Lanny Silverman, curator of exhibitions at the Chicago Cultural Center,  agrees.

“I’ve got people all over the world saying, ‘I saw your WTTW interview on YouTube!’ It’s a phenomenon,” Silverman said.

Maier, a reclusive nanny who had a passion for photography, never showed her photographs to anyone. Between 1951 and 1995, Maier walked the streets of Chicago on her days off, photographing what she saw. According to Maloof, she had no children, love life or known family and kept mostly to herself. He also said there is no evidence she was trained in photography.

She spent time in New York City in the ’50s and also traveled to Egypt, Italy and Manila, among other locations, documenting her time there. Maier lived with her employers, usually wealthy North Shore families, and brought her boxes of film and prints with her to each new home.

When the elderly Maier could no longer afford the storage space where she kept her 100,000-plus prints and negatives, they were sold at auction. Maloof stumbled across the photographs by chance, looking for pictures to put in his book about Chicago’s Portage Park neighborhood. After Maloof read Maier’s obituary in the Chicago Tribune in 2009, he uncovered the mystery of the woman behind the camera.

Though Maloof decided he couldn’t use them for his book, the pictures continued to fascinate him.

“I realized this work is special,” he said. “I didn’t know if it would be acclaimed by experts, but I knew it was special to me.”

Maloof began archiving the photos and scanning the negatives in his free time. With the help of RPN Sales Inc., he was able to find most of the other people who purchased Maier’s work and bought it from them. In the meantime, he started a blog with some of the pictures and linked it to a Flickr discussion group titled “Hardcore Street Photography.” He explained his story and received an outpouring of advice and help, which led him to contact the cultural center.

“When I saw them, I got very excited,” Silverman said. “[Maier] had an incredible eye and a wide range of styles. She incorporated Helen Levitt, Harry Callahan and Diane Arbus, among others.”

While Silverman said the photographs are great, the media attention helped create a buzz surrounding the exhibit.

“I’ve had far bigger and more ambitious shows that I had trouble to even drag out,” Silverman said. “[Sometimes] I couldn’t even get a review for the life of me. Now it’s the other way around. My wife called her friends in England and told them to check out the photography. They had already seen it in the UK Journal.”

The media buzz has driven attendance at the cultural center since the exhibit opened on Jan. 8.

“It’s been hugely popular,” said Christine Carrino, communications manager at the Chicago Cultural Center. “Critically, the response has been overwhelming. The opening night was packed wall-to-wall.”

Maloof has dedicated himself to sharing Maier’s work and her story with the world.
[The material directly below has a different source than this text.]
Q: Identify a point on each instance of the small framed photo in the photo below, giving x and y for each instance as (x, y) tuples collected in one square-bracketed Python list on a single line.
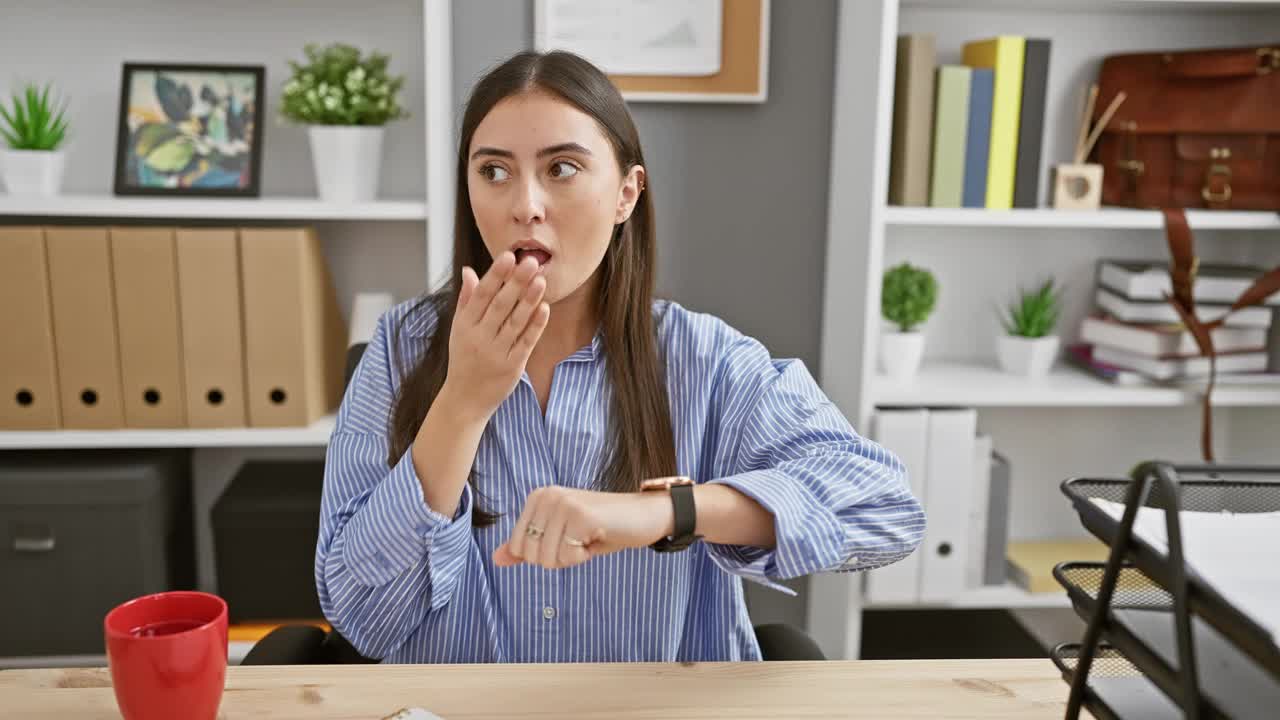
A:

A documentary film titled “Finding Vivian Maier” is set to come out in 2012. Maloof and Anthony Rydzon, a friend who assisted Maloof in uncovering Maier’s mystery, are producing the film. The two have created a Web video asking for donations to help with the process and have tripled their goal so far.

“Vivian’s legacy is finally taking shape and it’s beautiful,” Maloof said. “It was almost doomed for the dark abyss of closets from the people [who] bought them. These could have very easily been thrown out.  And it’s amazing they just skimmed by a thread, and now they are renowned as some of the best street photography people have seen in decades.”